Margarita Estevez-Abe, associate professor of political science at Syracuse University’s Maxwell School of Citizenship and Public Affairs, focuses her work on Japan and on demographic aging and its problems. She said what is happening in Japan is very interesting and there are multiple angles.
- Focusing on the fertility rate drop, she says there are two stories here: One about gender issues in Japan, and the other is on the worsening economic conditions of ordinary people.
- On broader concerns for Japan’s super population aging (and shrinking), she says the government has been pushing for a narrative that Japan’s fiscal problem is due to Japan’s exceptional generosity to old citizens. A larger number of older people don’t have enough pension to live off and need to work in their 70s. There was a New York Times article about a Yale assistant professor preaching mass suicide of old people; but, she says the article misses the point on the afore-mentioned narrative that the government has been promoting it for about a decade.
- There is a lot of interesting political economic angles, too, and that is why she is writing a book on the topic and can share more about it.
Leonard M. Lopoo, professor of public administration and international affairs at Syracuse University’s Maxwell School of Citizenship and Public Affairs, has written two opinion pieces on the U.S. population crisis in the Wall Street Journal and The Boston Globe.

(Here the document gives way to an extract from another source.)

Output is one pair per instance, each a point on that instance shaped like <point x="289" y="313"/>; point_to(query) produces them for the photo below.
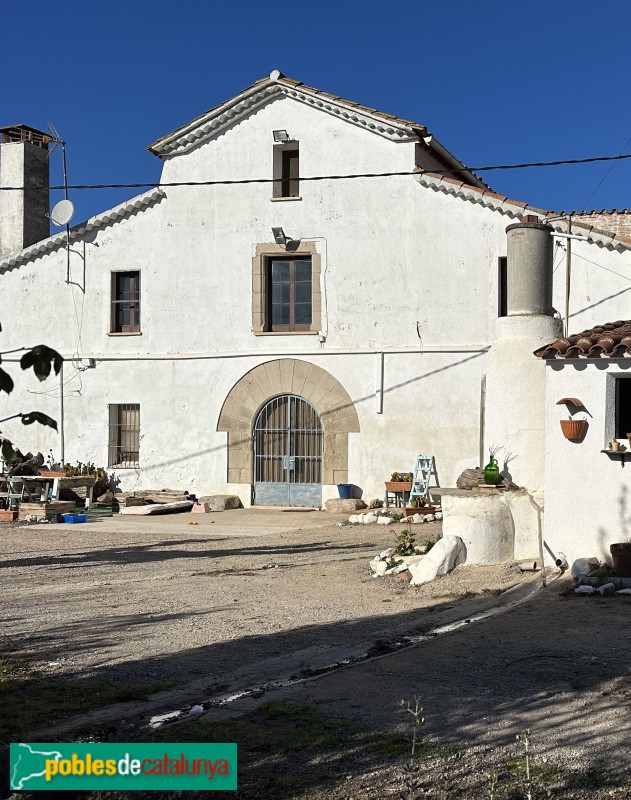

He is also writing a book on this topic.
- His focus areas include child and family policy, behavioral economics, economic demography.
- When it comes to Japan, he says “Japan is just the tip of the iceberg. Total fertility rates are dropping all over the world. We should prepare for similar headlines in the decades to come. While there is much to be concerned about with declining fertility there is also positive consequences as well.”